2.1 Some Example Graphs

2.2 Some Terminology

  • Two vertices are adjacent if they are connected by an edge.

  • Two edges are incident if they share a vertex.
    • For directed graphs, one edge must point into the vertex and one out.
  • The degree of a vertex in an undirected graph is the number of edges that include the vertex;
    • Self-loops (if they are allowed) contribute 2 to the degree.
    • For a directed graph, we can talk about in-degree, out-degree, and total degree.
  • A path in a graph is a sequence of edges, each one incident to the next.
    • Can also be described as a sequence of vertices, each one adjacent to the next.
    • For directed graphs, we require that the directions of the edges be compatible.

  • A cycle is a path that begins and ends at the same vertex.

  • A connected graph is one where there is a path between any pair of vertices.
    • For a directed graph, we ignore the direction of the edges.

  • \(H\) is a subgraph of \(G\) if the vertex set of \(H\) is a subset of the vertex set of \(G\) and the edge set of \(H\) is a subset of the edge set of \(G\), and \(H\) is a graph.

2.3 Some Questions

These questions will help make sure you understand the terminology above.

  1. In figure 6, which species compete with squirrels?

  2. Make a table showing the degree of each vertex in Figure 7. What does a large degree indicate about a person?
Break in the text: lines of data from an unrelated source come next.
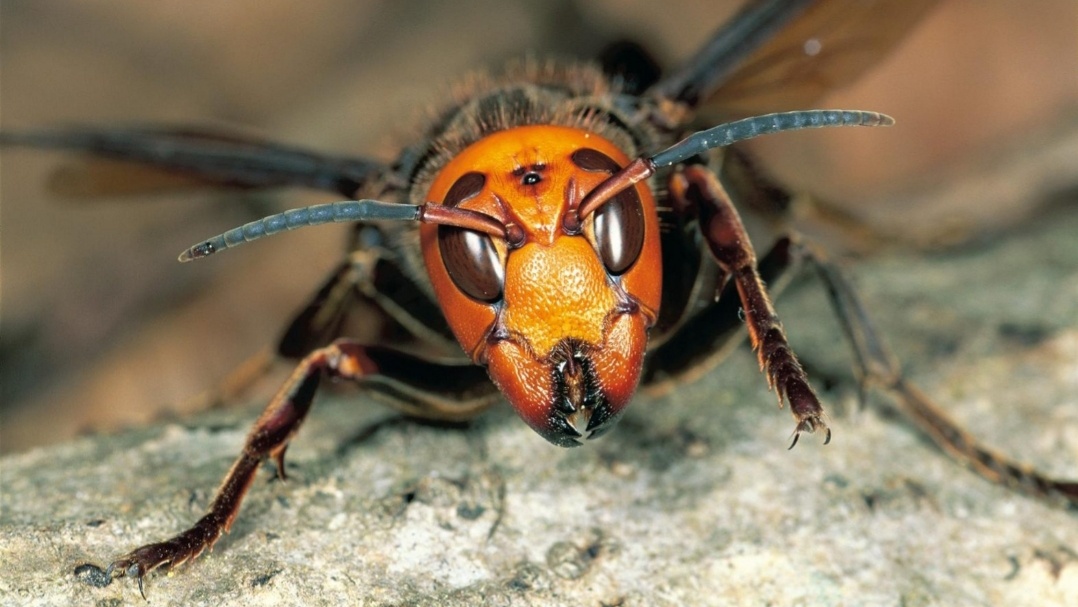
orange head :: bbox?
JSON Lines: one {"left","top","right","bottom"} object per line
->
{"left": 420, "top": 126, "right": 662, "bottom": 447}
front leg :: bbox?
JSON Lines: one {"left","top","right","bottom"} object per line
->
{"left": 670, "top": 165, "right": 829, "bottom": 448}
{"left": 103, "top": 339, "right": 496, "bottom": 597}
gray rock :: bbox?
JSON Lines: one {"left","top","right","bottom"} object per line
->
{"left": 3, "top": 207, "right": 1077, "bottom": 606}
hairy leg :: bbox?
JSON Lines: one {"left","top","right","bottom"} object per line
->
{"left": 669, "top": 165, "right": 829, "bottom": 447}
{"left": 104, "top": 339, "right": 496, "bottom": 597}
A small degree?

  3. Consider the graph in Figure 6.

    1. Compute the degree of each vertex in Figure 6.
    2. Now add up all the degrees.
    3. How many edges are in the graph?
    4. How is the sum of all the degrees related to the number of edges in the graph? Why? Does this hold for all graphs?
    5. This result is called the Handshaking Theorem. Why does it have that name?
  4. In Figure 9, assume that \(a \to b\) means team \(a\) defeated team \(b\).
    1. Compute the in-degree and out-degree of each team in Figure 9.
    2. What do these numbers tell us about the teams?
    3. Who is the winner of the Round-Robin tournament in Figure 9?
  5. Consider Figure 8.
    1. Compute the in-degree and the out-degree of each vertex in Figure 8.
    2. Add up all the in-degrees.
    3. Now add up all the out degrees.
    4. What do you notice? Will this hold for all directed graphs, or is this graph special?
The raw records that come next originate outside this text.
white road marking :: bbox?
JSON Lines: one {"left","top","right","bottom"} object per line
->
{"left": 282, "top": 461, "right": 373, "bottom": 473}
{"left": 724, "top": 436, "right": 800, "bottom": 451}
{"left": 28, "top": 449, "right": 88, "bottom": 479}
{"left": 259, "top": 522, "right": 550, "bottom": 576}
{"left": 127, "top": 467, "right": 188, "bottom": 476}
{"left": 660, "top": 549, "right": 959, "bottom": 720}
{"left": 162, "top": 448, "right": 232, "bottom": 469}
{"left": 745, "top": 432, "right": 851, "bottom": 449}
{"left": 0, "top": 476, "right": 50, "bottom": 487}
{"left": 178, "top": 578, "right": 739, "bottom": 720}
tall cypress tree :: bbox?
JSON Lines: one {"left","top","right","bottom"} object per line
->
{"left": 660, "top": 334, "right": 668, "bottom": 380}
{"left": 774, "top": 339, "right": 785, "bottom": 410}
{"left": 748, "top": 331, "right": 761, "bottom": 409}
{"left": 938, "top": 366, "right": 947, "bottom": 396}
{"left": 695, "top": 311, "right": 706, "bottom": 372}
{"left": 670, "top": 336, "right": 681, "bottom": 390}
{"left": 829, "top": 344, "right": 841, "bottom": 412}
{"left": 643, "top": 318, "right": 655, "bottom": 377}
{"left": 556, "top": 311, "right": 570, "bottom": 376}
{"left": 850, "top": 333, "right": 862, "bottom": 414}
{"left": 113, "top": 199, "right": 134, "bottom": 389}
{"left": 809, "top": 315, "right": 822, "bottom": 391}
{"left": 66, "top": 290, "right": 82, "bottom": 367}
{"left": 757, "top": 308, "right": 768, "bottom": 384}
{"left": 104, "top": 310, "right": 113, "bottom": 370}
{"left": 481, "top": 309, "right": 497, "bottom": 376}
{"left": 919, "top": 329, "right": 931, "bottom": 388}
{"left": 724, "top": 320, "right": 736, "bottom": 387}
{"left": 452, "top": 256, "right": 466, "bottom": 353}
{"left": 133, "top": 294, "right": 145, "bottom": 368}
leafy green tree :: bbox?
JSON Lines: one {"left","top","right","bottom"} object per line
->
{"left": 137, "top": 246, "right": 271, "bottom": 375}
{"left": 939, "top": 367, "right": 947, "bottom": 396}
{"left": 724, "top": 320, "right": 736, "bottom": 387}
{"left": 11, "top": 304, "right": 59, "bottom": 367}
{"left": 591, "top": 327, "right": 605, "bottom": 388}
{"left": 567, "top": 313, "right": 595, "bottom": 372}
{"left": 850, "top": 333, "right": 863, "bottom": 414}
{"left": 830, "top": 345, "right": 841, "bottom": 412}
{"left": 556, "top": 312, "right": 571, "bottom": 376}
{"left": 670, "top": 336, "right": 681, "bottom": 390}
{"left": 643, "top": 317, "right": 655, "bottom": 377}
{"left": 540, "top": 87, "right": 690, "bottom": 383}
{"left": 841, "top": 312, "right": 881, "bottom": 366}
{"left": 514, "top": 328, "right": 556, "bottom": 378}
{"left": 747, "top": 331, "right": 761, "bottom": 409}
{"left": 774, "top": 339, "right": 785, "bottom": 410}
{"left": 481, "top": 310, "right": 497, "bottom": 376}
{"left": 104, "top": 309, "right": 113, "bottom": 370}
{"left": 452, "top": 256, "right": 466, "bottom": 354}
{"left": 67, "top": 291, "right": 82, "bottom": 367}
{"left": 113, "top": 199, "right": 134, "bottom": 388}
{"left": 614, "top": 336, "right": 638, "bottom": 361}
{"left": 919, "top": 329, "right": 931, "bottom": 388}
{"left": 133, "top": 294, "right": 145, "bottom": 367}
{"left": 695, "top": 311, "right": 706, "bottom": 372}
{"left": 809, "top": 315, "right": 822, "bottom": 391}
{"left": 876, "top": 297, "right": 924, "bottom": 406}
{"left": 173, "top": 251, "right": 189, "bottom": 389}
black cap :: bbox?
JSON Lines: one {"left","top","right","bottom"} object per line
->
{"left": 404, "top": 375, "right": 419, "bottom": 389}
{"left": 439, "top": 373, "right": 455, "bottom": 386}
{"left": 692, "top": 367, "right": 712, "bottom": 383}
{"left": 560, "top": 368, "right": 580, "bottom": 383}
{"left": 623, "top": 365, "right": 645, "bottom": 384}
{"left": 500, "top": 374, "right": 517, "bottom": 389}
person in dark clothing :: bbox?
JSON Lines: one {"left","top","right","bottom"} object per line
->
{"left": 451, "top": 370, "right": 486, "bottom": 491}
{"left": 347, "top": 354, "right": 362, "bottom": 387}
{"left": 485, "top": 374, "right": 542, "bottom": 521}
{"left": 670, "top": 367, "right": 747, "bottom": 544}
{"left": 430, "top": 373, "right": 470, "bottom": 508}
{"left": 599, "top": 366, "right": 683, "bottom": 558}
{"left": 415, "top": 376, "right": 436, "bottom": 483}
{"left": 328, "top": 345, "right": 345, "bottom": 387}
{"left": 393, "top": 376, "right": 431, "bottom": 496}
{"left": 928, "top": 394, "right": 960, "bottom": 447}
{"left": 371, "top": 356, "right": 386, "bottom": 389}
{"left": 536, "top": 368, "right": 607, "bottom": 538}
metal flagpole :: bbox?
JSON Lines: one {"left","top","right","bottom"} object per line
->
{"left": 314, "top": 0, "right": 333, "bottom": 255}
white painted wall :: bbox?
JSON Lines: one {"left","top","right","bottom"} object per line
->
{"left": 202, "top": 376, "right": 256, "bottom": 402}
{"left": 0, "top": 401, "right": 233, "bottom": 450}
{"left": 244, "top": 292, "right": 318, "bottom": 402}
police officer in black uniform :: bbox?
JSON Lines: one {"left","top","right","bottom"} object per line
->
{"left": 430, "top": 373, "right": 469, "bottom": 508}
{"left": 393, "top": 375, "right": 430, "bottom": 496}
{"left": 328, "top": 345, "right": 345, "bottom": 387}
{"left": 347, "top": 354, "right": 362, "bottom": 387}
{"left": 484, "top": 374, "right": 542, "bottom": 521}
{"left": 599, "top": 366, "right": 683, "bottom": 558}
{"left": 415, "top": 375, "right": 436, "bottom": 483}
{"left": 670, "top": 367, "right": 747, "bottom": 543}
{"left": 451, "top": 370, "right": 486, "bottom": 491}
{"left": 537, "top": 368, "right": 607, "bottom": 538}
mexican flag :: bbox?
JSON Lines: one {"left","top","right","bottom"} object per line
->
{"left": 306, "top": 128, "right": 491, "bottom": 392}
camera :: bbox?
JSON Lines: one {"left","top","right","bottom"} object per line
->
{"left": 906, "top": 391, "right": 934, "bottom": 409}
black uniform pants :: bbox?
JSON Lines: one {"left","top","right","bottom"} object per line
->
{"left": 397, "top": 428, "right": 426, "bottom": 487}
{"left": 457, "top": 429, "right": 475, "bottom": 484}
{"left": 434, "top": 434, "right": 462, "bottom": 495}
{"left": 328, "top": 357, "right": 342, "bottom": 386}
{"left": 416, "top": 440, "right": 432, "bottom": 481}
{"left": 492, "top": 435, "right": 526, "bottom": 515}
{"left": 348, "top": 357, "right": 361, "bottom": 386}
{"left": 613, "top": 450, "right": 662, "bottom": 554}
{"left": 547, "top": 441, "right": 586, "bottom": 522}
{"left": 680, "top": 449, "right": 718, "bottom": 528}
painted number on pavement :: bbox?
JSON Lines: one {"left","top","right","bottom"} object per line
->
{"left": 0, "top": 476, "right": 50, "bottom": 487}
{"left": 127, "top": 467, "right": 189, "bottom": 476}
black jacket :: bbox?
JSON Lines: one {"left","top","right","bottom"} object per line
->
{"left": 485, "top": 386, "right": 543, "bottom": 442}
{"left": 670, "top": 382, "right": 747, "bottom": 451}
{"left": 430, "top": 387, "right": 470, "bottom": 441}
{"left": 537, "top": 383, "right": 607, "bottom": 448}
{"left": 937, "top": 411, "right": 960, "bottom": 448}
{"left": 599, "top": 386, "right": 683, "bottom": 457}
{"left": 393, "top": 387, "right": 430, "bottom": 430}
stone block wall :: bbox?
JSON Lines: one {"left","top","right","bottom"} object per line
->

  6. What is the longest path you can find in Figure 8? What does it represent in terms of the model?

2.4 NFL

From 1961 through 1977 the NFL (National Football League) had a 14-game season. Until 1976, when two new teams were added, there were 13 teams in each of 2 conferences. The NFL wanted a schedule were each team would play 11 games against other teams in their conference and 3 games against teams from the other conference.
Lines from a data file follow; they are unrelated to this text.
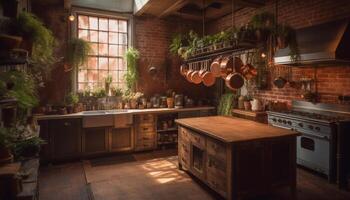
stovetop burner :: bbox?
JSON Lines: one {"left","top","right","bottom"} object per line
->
{"left": 276, "top": 110, "right": 347, "bottom": 122}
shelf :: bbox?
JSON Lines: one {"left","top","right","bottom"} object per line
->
{"left": 157, "top": 128, "right": 178, "bottom": 133}
{"left": 158, "top": 141, "right": 178, "bottom": 145}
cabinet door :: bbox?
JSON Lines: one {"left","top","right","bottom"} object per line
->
{"left": 83, "top": 127, "right": 109, "bottom": 155}
{"left": 110, "top": 127, "right": 133, "bottom": 152}
{"left": 49, "top": 119, "right": 81, "bottom": 160}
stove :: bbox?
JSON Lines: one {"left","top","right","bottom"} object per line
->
{"left": 267, "top": 100, "right": 350, "bottom": 185}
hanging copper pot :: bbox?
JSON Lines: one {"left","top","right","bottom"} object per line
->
{"left": 210, "top": 56, "right": 222, "bottom": 77}
{"left": 201, "top": 60, "right": 215, "bottom": 87}
{"left": 220, "top": 55, "right": 243, "bottom": 78}
{"left": 180, "top": 64, "right": 188, "bottom": 76}
{"left": 186, "top": 63, "right": 194, "bottom": 82}
{"left": 240, "top": 52, "right": 257, "bottom": 80}
{"left": 191, "top": 62, "right": 202, "bottom": 84}
{"left": 225, "top": 64, "right": 245, "bottom": 90}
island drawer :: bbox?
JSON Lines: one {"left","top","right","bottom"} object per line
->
{"left": 179, "top": 127, "right": 190, "bottom": 142}
{"left": 207, "top": 154, "right": 227, "bottom": 177}
{"left": 179, "top": 143, "right": 190, "bottom": 168}
{"left": 189, "top": 131, "right": 206, "bottom": 148}
{"left": 207, "top": 138, "right": 226, "bottom": 161}
{"left": 136, "top": 114, "right": 155, "bottom": 124}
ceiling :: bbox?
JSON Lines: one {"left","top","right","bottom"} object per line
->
{"left": 134, "top": 0, "right": 265, "bottom": 21}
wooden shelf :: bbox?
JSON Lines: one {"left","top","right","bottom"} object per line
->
{"left": 157, "top": 128, "right": 178, "bottom": 133}
{"left": 232, "top": 109, "right": 267, "bottom": 123}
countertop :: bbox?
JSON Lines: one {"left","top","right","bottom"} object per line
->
{"left": 34, "top": 106, "right": 215, "bottom": 120}
{"left": 175, "top": 116, "right": 299, "bottom": 143}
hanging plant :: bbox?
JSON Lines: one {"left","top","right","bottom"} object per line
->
{"left": 217, "top": 93, "right": 234, "bottom": 116}
{"left": 250, "top": 12, "right": 276, "bottom": 42}
{"left": 124, "top": 47, "right": 140, "bottom": 92}
{"left": 65, "top": 38, "right": 91, "bottom": 71}
{"left": 169, "top": 33, "right": 184, "bottom": 55}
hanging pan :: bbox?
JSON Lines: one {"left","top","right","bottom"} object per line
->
{"left": 191, "top": 62, "right": 202, "bottom": 84}
{"left": 225, "top": 56, "right": 245, "bottom": 90}
{"left": 201, "top": 60, "right": 215, "bottom": 87}
{"left": 180, "top": 64, "right": 188, "bottom": 76}
{"left": 210, "top": 56, "right": 223, "bottom": 77}
{"left": 220, "top": 55, "right": 243, "bottom": 78}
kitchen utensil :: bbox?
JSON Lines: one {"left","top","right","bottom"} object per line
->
{"left": 186, "top": 63, "right": 194, "bottom": 82}
{"left": 225, "top": 56, "right": 245, "bottom": 90}
{"left": 220, "top": 55, "right": 239, "bottom": 78}
{"left": 273, "top": 66, "right": 287, "bottom": 88}
{"left": 210, "top": 56, "right": 222, "bottom": 77}
{"left": 191, "top": 62, "right": 202, "bottom": 84}
{"left": 198, "top": 60, "right": 207, "bottom": 78}
{"left": 202, "top": 60, "right": 215, "bottom": 87}
{"left": 180, "top": 64, "right": 188, "bottom": 76}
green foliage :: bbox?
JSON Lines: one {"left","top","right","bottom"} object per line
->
{"left": 243, "top": 95, "right": 253, "bottom": 101}
{"left": 65, "top": 92, "right": 79, "bottom": 105}
{"left": 217, "top": 93, "right": 234, "bottom": 116}
{"left": 0, "top": 70, "right": 38, "bottom": 109}
{"left": 0, "top": 127, "right": 13, "bottom": 148}
{"left": 124, "top": 47, "right": 140, "bottom": 92}
{"left": 66, "top": 38, "right": 91, "bottom": 68}
{"left": 111, "top": 87, "right": 123, "bottom": 97}
{"left": 169, "top": 34, "right": 183, "bottom": 55}
{"left": 92, "top": 88, "right": 107, "bottom": 98}
{"left": 250, "top": 11, "right": 275, "bottom": 30}
{"left": 13, "top": 136, "right": 45, "bottom": 159}
{"left": 105, "top": 75, "right": 113, "bottom": 84}
{"left": 16, "top": 12, "right": 58, "bottom": 82}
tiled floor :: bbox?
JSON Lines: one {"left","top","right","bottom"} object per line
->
{"left": 39, "top": 150, "right": 350, "bottom": 200}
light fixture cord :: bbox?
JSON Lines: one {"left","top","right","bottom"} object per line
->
{"left": 231, "top": 0, "right": 235, "bottom": 29}
{"left": 202, "top": 0, "right": 206, "bottom": 37}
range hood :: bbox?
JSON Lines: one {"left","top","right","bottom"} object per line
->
{"left": 274, "top": 19, "right": 350, "bottom": 65}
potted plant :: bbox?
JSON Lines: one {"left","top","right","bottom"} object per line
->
{"left": 124, "top": 47, "right": 140, "bottom": 92}
{"left": 0, "top": 127, "right": 14, "bottom": 164}
{"left": 169, "top": 33, "right": 184, "bottom": 56}
{"left": 129, "top": 92, "right": 143, "bottom": 109}
{"left": 92, "top": 88, "right": 107, "bottom": 107}
{"left": 166, "top": 89, "right": 175, "bottom": 108}
{"left": 250, "top": 12, "right": 275, "bottom": 42}
{"left": 64, "top": 92, "right": 79, "bottom": 113}
{"left": 111, "top": 87, "right": 123, "bottom": 109}
{"left": 104, "top": 75, "right": 112, "bottom": 95}
{"left": 65, "top": 37, "right": 91, "bottom": 72}
{"left": 243, "top": 95, "right": 253, "bottom": 111}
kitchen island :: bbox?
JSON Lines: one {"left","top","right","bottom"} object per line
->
{"left": 175, "top": 116, "right": 300, "bottom": 200}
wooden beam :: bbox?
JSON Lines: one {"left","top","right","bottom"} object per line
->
{"left": 236, "top": 0, "right": 265, "bottom": 8}
{"left": 158, "top": 0, "right": 190, "bottom": 18}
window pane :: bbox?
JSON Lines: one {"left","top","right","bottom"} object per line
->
{"left": 109, "top": 58, "right": 118, "bottom": 70}
{"left": 109, "top": 32, "right": 118, "bottom": 44}
{"left": 90, "top": 30, "right": 98, "bottom": 42}
{"left": 87, "top": 70, "right": 98, "bottom": 82}
{"left": 87, "top": 82, "right": 98, "bottom": 90}
{"left": 119, "top": 70, "right": 126, "bottom": 80}
{"left": 119, "top": 82, "right": 126, "bottom": 89}
{"left": 78, "top": 29, "right": 89, "bottom": 40}
{"left": 78, "top": 15, "right": 89, "bottom": 29}
{"left": 119, "top": 20, "right": 127, "bottom": 33}
{"left": 99, "top": 31, "right": 108, "bottom": 43}
{"left": 78, "top": 83, "right": 87, "bottom": 91}
{"left": 109, "top": 19, "right": 118, "bottom": 32}
{"left": 99, "top": 44, "right": 108, "bottom": 56}
{"left": 78, "top": 69, "right": 87, "bottom": 82}
{"left": 89, "top": 17, "right": 98, "bottom": 30}
{"left": 119, "top": 33, "right": 127, "bottom": 45}
{"left": 99, "top": 70, "right": 108, "bottom": 82}
{"left": 109, "top": 45, "right": 118, "bottom": 56}
{"left": 89, "top": 43, "right": 98, "bottom": 55}
{"left": 88, "top": 57, "right": 98, "bottom": 69}
{"left": 99, "top": 18, "right": 108, "bottom": 31}
{"left": 99, "top": 57, "right": 108, "bottom": 70}
{"left": 111, "top": 71, "right": 118, "bottom": 82}
{"left": 118, "top": 58, "right": 126, "bottom": 71}
{"left": 118, "top": 45, "right": 126, "bottom": 57}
Suppose we create such a schedule for the NFL. Consider the part of the schedule that includes only the 13 NFC teams. We can represent this as a directed graph (road team \(\to\) home team). (This graph would be a subgraph of the graph for the entire schedule.)

  1. How many vertices does this graph have?

  2. What is the total degree of each vertex? Why?

  3. What is the sum of all the total degrees?

  4. How many edges does this graph have? Why is this impossible?

So a little bit of graph theory shows that the NFL’s desired schedule is not possible.

2.5 Some special graphs

  • \(K_n\), the complete graph with \(n\) vertices.
    • simple graph with every possible edge.
  • \(C_n\), the cycle with \(n\) vertices.
    • simple graph that consists of a single cycle connecting all the vertices and no other edges.
  • \(W_n\), the wheel with \(n + 1\) vertices.
    • Formed by adding 1 vertex to \(C_n\) and an edge between the new vertex and all the vertices in \(C_n\).
  • \(Q_n\), the \(n\)-dimensional cube.
    • vertices: bit strings with \(n\) bits
    • edges: two vertices are adjacent if and only if their bit strings differ in exactly one position.

  1. Draw \(K_5\). How many edges does \(K_5\) have? How many edges does \(K_n\) have?

  2. Draw \(C_5\). How many edges does \(C_5\) have? How many edges does \(C_n\) have?

  3. Draw \(W_5\). How many edges does \(W_5\) have? How many edges does \(W_n\) have?

  4. How many vertices does \(Q_3\) have? How many edges does \(Q_3\) have? Draw \(Q_3\).

  5. How many vertices does \(Q_4\) have? How many edges does \(Q_4\) have?

  6. In Figure 7 there is a subgraph that is a \(K_4\). List its vertices. Is there a subgraph that is a \(K_5\)? How do you know?